À excepção da internet, é difícil pensar em qualquer
outro fenómeno desde os anos 60 que afectou a humanidade em todo o mundo tão
profundamente como esta revolução em particular. Alguns dos efeitos são bem
conhecidos: há quatro anos, no 50º aniversário da aprovação da pílula
contraceptiva, assistimos a uma torrente de comentário e de reflexão, na
maioria positiva. A revolução, como foi proclamado – e aclamado – pela revista
Time e a maior parte das outras fontes seculares, tinha aplanado o campo do
mercado económico entre homens e mulheres, pela primeira vez na história; tinha
concedido às mulheres uma liberdade que jamais tinham conhecido. Tudo verdade.
Mas há um outro lado desta história que tem sido ignorado por uma sociedade
saturada pelos prazeres da revolução. A cada ano que passa acumulam-se mais
provas que acabarão por alterar a narrativa cor-de-rosa que predomina. Nesse
sentido gostaria de falar de cinco formas em que a revolução alterou a
realidade humana como a conhecemos, cinco aparentes paradoxos que revelam o
poder da revolução, em particular o seu incrível poder destrutivo.
Comecemos por uma pequena história que capta a escala
da mudança. Eu cresci numa série de pequenas vilas em zonas rurais do Estado de
Nova Iorque, a norte do Vale do Rio Hudson, no que parecia um planeta diferente
da Cidade de Nova Iorque. Esta era, e é ainda, uma região de operários. Era o
tipo de sítio em que mais rapazes nos anos 60 iam para o Vietname do que para a
faculdade. Em larga medida não mudou, com uma gigantesca excepção, a família.

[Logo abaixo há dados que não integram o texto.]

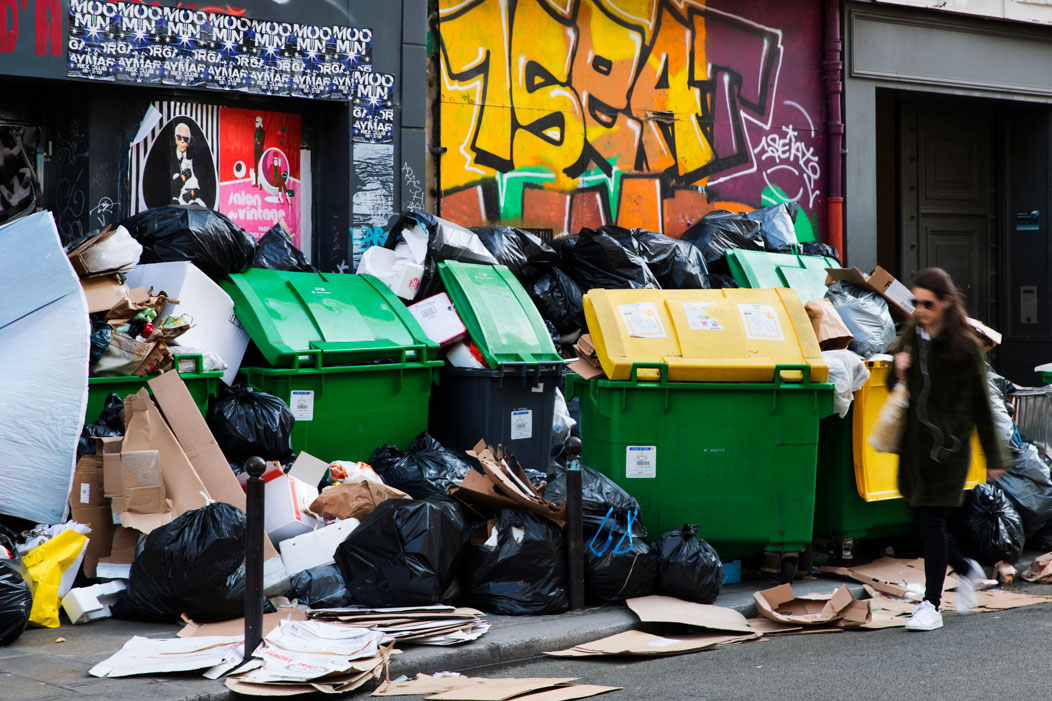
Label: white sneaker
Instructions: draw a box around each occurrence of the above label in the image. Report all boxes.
[906,600,943,630]
[954,558,984,614]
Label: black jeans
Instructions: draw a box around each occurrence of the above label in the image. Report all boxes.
[914,506,969,608]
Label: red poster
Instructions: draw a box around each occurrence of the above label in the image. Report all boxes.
[219,107,305,246]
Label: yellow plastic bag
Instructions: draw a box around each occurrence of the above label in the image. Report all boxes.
[867,382,910,453]
[22,528,87,628]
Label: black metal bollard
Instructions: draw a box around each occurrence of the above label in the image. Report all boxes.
[244,458,266,660]
[566,436,585,610]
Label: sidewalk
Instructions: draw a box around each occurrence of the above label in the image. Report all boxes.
[0,578,863,701]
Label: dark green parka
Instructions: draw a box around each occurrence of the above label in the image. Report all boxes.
[891,320,1011,506]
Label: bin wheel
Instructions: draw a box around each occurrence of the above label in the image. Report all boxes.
[797,542,814,575]
[778,555,800,584]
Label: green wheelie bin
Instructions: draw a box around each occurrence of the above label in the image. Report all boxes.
[567,289,833,569]
[221,268,442,462]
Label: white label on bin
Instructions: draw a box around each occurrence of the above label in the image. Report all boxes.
[683,302,723,331]
[737,304,786,341]
[288,389,315,421]
[511,409,533,441]
[618,302,668,338]
[625,445,658,479]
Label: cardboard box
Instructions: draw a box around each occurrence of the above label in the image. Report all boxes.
[826,265,913,320]
[278,519,361,577]
[80,276,132,314]
[127,262,248,384]
[261,473,325,543]
[752,584,869,625]
[409,293,467,348]
[804,299,854,351]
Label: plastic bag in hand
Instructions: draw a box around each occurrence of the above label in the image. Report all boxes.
[206,384,296,462]
[653,525,723,603]
[121,204,256,280]
[335,490,469,606]
[464,508,569,616]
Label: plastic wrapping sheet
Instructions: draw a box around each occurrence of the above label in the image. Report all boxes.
[0,212,92,523]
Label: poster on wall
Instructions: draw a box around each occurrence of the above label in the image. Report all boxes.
[129,102,303,246]
[130,102,220,214]
[219,107,303,246]
[66,0,372,100]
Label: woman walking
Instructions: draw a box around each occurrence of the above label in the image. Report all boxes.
[893,267,1009,630]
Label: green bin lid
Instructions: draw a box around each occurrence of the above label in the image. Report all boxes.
[727,249,841,304]
[220,268,439,367]
[438,261,563,369]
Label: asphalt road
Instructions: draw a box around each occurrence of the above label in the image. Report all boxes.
[403,587,1052,701]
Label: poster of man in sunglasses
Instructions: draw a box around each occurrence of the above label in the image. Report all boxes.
[133,115,218,211]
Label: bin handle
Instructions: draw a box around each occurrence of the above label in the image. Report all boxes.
[628,363,668,386]
[774,363,811,389]
[171,353,204,375]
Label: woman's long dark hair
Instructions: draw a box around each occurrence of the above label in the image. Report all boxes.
[913,267,977,361]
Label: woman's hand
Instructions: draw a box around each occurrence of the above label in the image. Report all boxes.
[895,351,913,380]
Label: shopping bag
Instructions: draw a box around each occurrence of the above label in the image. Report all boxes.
[866,382,910,453]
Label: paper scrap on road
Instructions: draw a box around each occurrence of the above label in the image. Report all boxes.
[625,596,753,634]
[88,636,243,677]
[545,630,760,657]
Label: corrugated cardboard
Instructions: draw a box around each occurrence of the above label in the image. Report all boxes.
[804,299,854,351]
[80,276,132,314]
[625,595,754,634]
[826,265,913,320]
[752,584,868,625]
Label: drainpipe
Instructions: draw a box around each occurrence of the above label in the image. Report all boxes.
[822,0,845,263]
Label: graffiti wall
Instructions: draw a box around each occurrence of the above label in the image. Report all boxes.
[439,0,826,240]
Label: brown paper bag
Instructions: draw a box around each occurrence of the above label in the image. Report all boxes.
[310,481,409,521]
[804,299,854,351]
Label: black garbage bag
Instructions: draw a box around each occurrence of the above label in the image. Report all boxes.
[287,563,355,608]
[113,502,245,623]
[826,280,895,358]
[336,490,470,606]
[680,209,766,267]
[121,204,256,280]
[653,524,723,603]
[632,228,711,289]
[544,465,647,530]
[369,430,473,499]
[997,443,1052,538]
[0,526,33,647]
[584,508,658,603]
[206,383,296,462]
[464,508,570,616]
[745,202,798,251]
[77,392,124,459]
[552,225,661,292]
[252,223,318,273]
[526,265,585,335]
[471,226,559,283]
[954,483,1024,565]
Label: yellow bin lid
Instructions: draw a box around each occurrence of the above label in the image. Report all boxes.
[851,360,986,501]
[584,288,829,382]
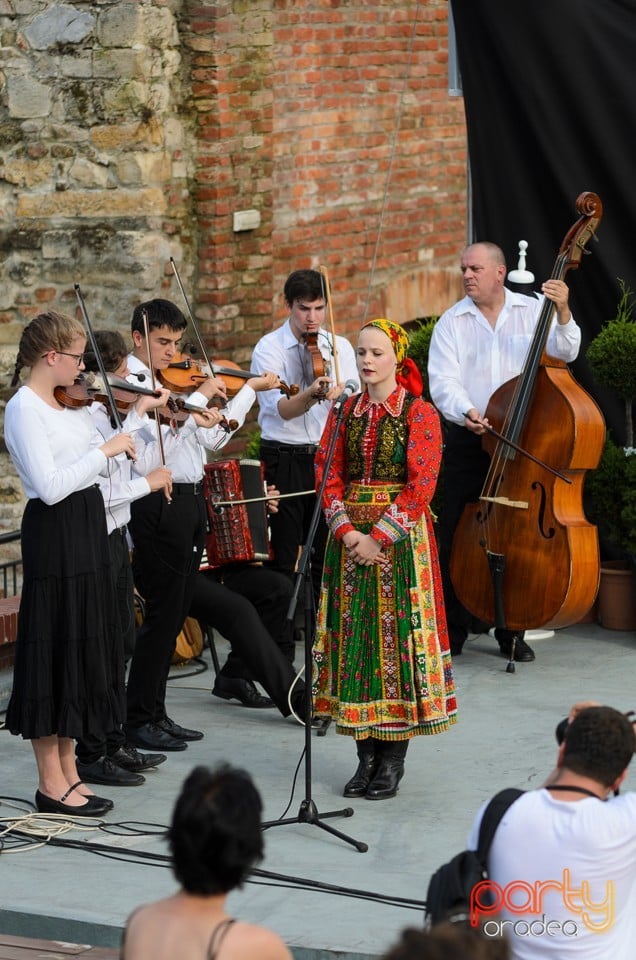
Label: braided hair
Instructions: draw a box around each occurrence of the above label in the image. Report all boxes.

Nos anos 60 a maioria dos homens trabalhava nas
explorações agrícolas, ou nas fábricas de cobre ou de prata locais. A maioria
das mulheres casadas ficava em casa. A maior parte das famílias estava intacta
– quer as religiosos quer as não religiosos. Não era uma população
particularmente devota, a maioria dos residentes eram protestantes, menos de
10% católicos, e as igrejas não estavam propriamente a rebentar pelas costuras
aos domingos.
Uma das minhas memórias dessa época é de uma rapariga
adolescente que vivia na nossa rua e que engravidou. O pai da criança era um
jovem soldado, acabado de regressar da guerra. As fofoqueiras estavam
revoltadíssimas porque o rapaz não tencionava casar com ela. Nesses dias isso
era chocante. Havia noivas grávidas, até adolescentes, mas os homens que
recusavam casar com as mulheres que engravidavam eram objecto de reprovação. As
pessoas falavam, e o que diziam não era simpático.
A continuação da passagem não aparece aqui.